Scarborough and his wife Robyn logged 21,000 travel miles over the season commuting from Vermont to Pennsylvania to get in 28 races.
He made it count with five feature wins, 10 top-five finishes and 18 top-10 finishes. He also won 14 qualifying heat races. He finished third on the Penn Sprint Series Tour.
It was the 33rd season of racing for the 48-year-old Scarborough. He sees himself possibly getting out from behind the wheel once he completes his 35th season, by which time he’d like to accomplish some goals including 700 career starts and 100 wins.
“I’d be OK with that,” he said.
And then? He would like to stay in the racing game in some capacity, perhaps working at a track.
“That would be something I could do down the road,” Scarborough said.
He plans to scale back a bit in 2019 from the 28 races he ran in the Keystone State last year.
The racing will still be done in Pennsylvania but Scarborough said the plan is to focus on 18 to 20 races and compete at only the bigger tracks.

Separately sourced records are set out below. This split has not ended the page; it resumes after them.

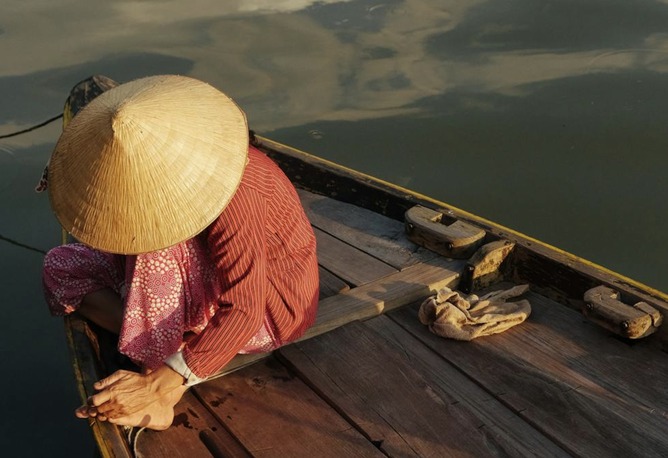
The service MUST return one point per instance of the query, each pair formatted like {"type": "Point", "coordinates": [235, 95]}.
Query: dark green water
{"type": "Point", "coordinates": [547, 117]}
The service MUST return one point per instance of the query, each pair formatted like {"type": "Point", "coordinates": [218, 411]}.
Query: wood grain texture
{"type": "Point", "coordinates": [195, 430]}
{"type": "Point", "coordinates": [330, 284]}
{"type": "Point", "coordinates": [396, 290]}
{"type": "Point", "coordinates": [378, 235]}
{"type": "Point", "coordinates": [561, 374]}
{"type": "Point", "coordinates": [275, 414]}
{"type": "Point", "coordinates": [408, 400]}
{"type": "Point", "coordinates": [347, 262]}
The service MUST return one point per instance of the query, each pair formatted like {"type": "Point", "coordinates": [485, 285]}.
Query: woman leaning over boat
{"type": "Point", "coordinates": [194, 246]}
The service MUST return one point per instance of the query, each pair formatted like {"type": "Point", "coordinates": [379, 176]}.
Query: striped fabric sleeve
{"type": "Point", "coordinates": [238, 247]}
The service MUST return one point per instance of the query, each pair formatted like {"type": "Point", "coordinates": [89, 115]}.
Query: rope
{"type": "Point", "coordinates": [37, 126]}
{"type": "Point", "coordinates": [22, 245]}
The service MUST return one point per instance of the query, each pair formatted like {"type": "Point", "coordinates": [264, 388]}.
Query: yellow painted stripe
{"type": "Point", "coordinates": [649, 290]}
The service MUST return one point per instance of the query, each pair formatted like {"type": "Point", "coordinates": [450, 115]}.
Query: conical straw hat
{"type": "Point", "coordinates": [148, 164]}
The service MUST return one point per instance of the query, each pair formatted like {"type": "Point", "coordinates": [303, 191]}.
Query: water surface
{"type": "Point", "coordinates": [546, 117]}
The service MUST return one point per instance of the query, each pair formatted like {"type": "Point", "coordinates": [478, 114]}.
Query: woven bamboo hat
{"type": "Point", "coordinates": [148, 164]}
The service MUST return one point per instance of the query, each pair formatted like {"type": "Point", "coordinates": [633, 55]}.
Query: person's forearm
{"type": "Point", "coordinates": [104, 308]}
{"type": "Point", "coordinates": [164, 379]}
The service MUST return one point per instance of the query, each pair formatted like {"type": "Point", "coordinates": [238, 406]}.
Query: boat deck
{"type": "Point", "coordinates": [380, 384]}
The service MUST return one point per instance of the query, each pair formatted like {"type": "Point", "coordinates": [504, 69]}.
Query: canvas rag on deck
{"type": "Point", "coordinates": [450, 315]}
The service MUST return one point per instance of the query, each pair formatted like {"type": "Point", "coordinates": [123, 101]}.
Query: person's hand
{"type": "Point", "coordinates": [124, 393]}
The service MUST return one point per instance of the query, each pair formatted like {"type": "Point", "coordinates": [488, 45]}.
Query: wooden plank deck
{"type": "Point", "coordinates": [385, 386]}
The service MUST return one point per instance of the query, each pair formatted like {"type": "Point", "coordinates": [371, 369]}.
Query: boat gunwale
{"type": "Point", "coordinates": [630, 288]}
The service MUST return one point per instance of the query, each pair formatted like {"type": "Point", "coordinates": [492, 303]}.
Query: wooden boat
{"type": "Point", "coordinates": [585, 375]}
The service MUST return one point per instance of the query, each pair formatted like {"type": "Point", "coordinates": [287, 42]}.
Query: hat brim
{"type": "Point", "coordinates": [148, 164]}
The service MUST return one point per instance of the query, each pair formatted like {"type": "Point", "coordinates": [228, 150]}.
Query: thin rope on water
{"type": "Point", "coordinates": [22, 245]}
{"type": "Point", "coordinates": [30, 129]}
{"type": "Point", "coordinates": [14, 134]}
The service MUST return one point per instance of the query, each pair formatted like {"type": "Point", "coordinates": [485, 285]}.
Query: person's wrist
{"type": "Point", "coordinates": [165, 379]}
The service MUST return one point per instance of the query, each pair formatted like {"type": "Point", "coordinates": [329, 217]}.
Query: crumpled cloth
{"type": "Point", "coordinates": [450, 315]}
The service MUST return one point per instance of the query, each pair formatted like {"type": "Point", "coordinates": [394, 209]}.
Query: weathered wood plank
{"type": "Point", "coordinates": [568, 390]}
{"type": "Point", "coordinates": [194, 433]}
{"type": "Point", "coordinates": [407, 399]}
{"type": "Point", "coordinates": [378, 235]}
{"type": "Point", "coordinates": [273, 413]}
{"type": "Point", "coordinates": [348, 263]}
{"type": "Point", "coordinates": [330, 284]}
{"type": "Point", "coordinates": [387, 293]}
{"type": "Point", "coordinates": [81, 341]}
{"type": "Point", "coordinates": [366, 301]}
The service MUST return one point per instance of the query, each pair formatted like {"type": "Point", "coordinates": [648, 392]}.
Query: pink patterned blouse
{"type": "Point", "coordinates": [247, 283]}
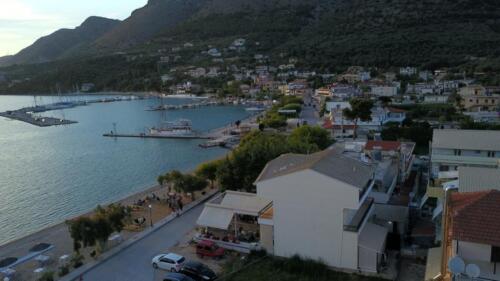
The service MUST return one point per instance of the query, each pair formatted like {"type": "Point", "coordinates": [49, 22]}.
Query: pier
{"type": "Point", "coordinates": [149, 136]}
{"type": "Point", "coordinates": [189, 105]}
{"type": "Point", "coordinates": [27, 114]}
{"type": "Point", "coordinates": [33, 120]}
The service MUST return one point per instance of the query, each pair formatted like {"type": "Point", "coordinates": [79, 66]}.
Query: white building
{"type": "Point", "coordinates": [330, 219]}
{"type": "Point", "coordinates": [435, 99]}
{"type": "Point", "coordinates": [408, 71]}
{"type": "Point", "coordinates": [475, 229]}
{"type": "Point", "coordinates": [384, 91]}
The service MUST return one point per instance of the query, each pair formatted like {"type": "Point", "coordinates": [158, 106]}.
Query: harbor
{"type": "Point", "coordinates": [146, 136]}
{"type": "Point", "coordinates": [31, 114]}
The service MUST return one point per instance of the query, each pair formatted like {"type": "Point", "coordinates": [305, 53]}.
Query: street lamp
{"type": "Point", "coordinates": [150, 215]}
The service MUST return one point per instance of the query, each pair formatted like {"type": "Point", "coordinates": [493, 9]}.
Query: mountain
{"type": "Point", "coordinates": [148, 21]}
{"type": "Point", "coordinates": [324, 35]}
{"type": "Point", "coordinates": [63, 42]}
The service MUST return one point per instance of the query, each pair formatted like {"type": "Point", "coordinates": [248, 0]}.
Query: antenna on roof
{"type": "Point", "coordinates": [456, 265]}
{"type": "Point", "coordinates": [473, 271]}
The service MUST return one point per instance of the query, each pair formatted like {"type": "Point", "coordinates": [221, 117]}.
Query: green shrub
{"type": "Point", "coordinates": [63, 270]}
{"type": "Point", "coordinates": [47, 276]}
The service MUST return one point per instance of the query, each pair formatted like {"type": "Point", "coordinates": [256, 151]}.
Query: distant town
{"type": "Point", "coordinates": [390, 173]}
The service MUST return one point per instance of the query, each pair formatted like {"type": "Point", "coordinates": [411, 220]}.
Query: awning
{"type": "Point", "coordinates": [373, 237]}
{"type": "Point", "coordinates": [245, 203]}
{"type": "Point", "coordinates": [437, 211]}
{"type": "Point", "coordinates": [219, 218]}
{"type": "Point", "coordinates": [433, 267]}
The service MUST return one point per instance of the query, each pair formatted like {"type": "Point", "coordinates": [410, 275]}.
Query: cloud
{"type": "Point", "coordinates": [17, 10]}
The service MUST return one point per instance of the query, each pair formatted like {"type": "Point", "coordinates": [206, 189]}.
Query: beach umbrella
{"type": "Point", "coordinates": [40, 247]}
{"type": "Point", "coordinates": [6, 262]}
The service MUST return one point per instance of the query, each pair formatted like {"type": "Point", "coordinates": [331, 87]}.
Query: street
{"type": "Point", "coordinates": [134, 263]}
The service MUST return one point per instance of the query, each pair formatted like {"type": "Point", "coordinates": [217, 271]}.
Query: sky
{"type": "Point", "coordinates": [24, 21]}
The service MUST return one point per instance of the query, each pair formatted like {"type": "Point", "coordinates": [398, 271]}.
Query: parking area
{"type": "Point", "coordinates": [187, 249]}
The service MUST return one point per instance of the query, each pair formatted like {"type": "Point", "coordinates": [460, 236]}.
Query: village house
{"type": "Point", "coordinates": [476, 99]}
{"type": "Point", "coordinates": [196, 72]}
{"type": "Point", "coordinates": [473, 224]}
{"type": "Point", "coordinates": [348, 204]}
{"type": "Point", "coordinates": [323, 92]}
{"type": "Point", "coordinates": [421, 89]}
{"type": "Point", "coordinates": [435, 99]}
{"type": "Point", "coordinates": [408, 71]}
{"type": "Point", "coordinates": [344, 91]}
{"type": "Point", "coordinates": [384, 91]}
{"type": "Point", "coordinates": [214, 52]}
{"type": "Point", "coordinates": [336, 205]}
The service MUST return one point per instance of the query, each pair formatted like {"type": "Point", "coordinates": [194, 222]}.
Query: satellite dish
{"type": "Point", "coordinates": [456, 265]}
{"type": "Point", "coordinates": [472, 270]}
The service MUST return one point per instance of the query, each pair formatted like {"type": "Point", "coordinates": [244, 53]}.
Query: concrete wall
{"type": "Point", "coordinates": [393, 213]}
{"type": "Point", "coordinates": [308, 217]}
{"type": "Point", "coordinates": [472, 251]}
{"type": "Point", "coordinates": [267, 238]}
{"type": "Point", "coordinates": [367, 260]}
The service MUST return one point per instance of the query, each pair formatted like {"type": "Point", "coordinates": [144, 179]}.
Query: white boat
{"type": "Point", "coordinates": [178, 128]}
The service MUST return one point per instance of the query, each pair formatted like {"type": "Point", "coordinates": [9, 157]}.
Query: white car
{"type": "Point", "coordinates": [170, 262]}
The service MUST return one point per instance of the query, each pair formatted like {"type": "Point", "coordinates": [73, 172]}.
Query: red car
{"type": "Point", "coordinates": [206, 248]}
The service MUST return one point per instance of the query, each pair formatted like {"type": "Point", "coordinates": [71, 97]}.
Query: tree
{"type": "Point", "coordinates": [173, 178]}
{"type": "Point", "coordinates": [308, 139]}
{"type": "Point", "coordinates": [239, 170]}
{"type": "Point", "coordinates": [361, 110]}
{"type": "Point", "coordinates": [161, 180]}
{"type": "Point", "coordinates": [192, 183]}
{"type": "Point", "coordinates": [208, 171]}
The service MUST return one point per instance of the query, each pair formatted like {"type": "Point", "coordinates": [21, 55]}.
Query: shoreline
{"type": "Point", "coordinates": [110, 93]}
{"type": "Point", "coordinates": [129, 199]}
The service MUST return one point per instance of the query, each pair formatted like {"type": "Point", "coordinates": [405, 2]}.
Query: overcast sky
{"type": "Point", "coordinates": [24, 21]}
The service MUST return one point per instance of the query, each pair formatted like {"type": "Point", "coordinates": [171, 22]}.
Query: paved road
{"type": "Point", "coordinates": [134, 263]}
{"type": "Point", "coordinates": [309, 113]}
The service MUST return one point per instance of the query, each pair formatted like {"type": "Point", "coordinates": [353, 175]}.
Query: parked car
{"type": "Point", "coordinates": [172, 276]}
{"type": "Point", "coordinates": [206, 248]}
{"type": "Point", "coordinates": [198, 271]}
{"type": "Point", "coordinates": [171, 262]}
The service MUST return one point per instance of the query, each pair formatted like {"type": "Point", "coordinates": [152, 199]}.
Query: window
{"type": "Point", "coordinates": [495, 254]}
{"type": "Point", "coordinates": [444, 168]}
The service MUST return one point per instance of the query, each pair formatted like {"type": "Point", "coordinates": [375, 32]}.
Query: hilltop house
{"type": "Point", "coordinates": [474, 228]}
{"type": "Point", "coordinates": [384, 91]}
{"type": "Point", "coordinates": [455, 151]}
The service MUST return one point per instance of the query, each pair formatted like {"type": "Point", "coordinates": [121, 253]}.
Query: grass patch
{"type": "Point", "coordinates": [267, 268]}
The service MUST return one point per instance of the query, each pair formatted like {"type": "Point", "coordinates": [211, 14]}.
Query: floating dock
{"type": "Point", "coordinates": [37, 121]}
{"type": "Point", "coordinates": [148, 136]}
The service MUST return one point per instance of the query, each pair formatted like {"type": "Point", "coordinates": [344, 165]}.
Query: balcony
{"type": "Point", "coordinates": [359, 216]}
{"type": "Point", "coordinates": [465, 160]}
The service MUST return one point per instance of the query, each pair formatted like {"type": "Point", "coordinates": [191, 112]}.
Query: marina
{"type": "Point", "coordinates": [31, 115]}
{"type": "Point", "coordinates": [146, 136]}
{"type": "Point", "coordinates": [54, 190]}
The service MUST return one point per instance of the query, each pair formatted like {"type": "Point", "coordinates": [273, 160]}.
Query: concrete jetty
{"type": "Point", "coordinates": [149, 136]}
{"type": "Point", "coordinates": [34, 120]}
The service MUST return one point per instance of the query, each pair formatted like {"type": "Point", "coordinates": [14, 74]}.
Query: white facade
{"type": "Point", "coordinates": [435, 99]}
{"type": "Point", "coordinates": [478, 254]}
{"type": "Point", "coordinates": [310, 211]}
{"type": "Point", "coordinates": [384, 91]}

It was a rewarding summer that saw John and Robyn covering new ground and experiencing new things.
“We visited four new race tracks, ones we had never raced at before,” he said.
He will be well decorated the night of Dec. 1 when he attends the awards banquet at the Wyndham Hotel in Gettysburg, Pennsylvania. Then, he will be traveling down to the area for another awards affair in January.
There was a night in the pits a few years ago at Devil’s Bowl Speedway when he said he thought that would be his final year of racing.
But the Pennsylvania scene has pumped him back up and sometimes when he talks about getting out after two more years, one can’t be sure they believe him.
You might even see him eliminate the long weekend commute by calling Pennsylvania home someday.
“I would love to have my area code 717,” Scarborough said of the telephone exchange for Harrisburg.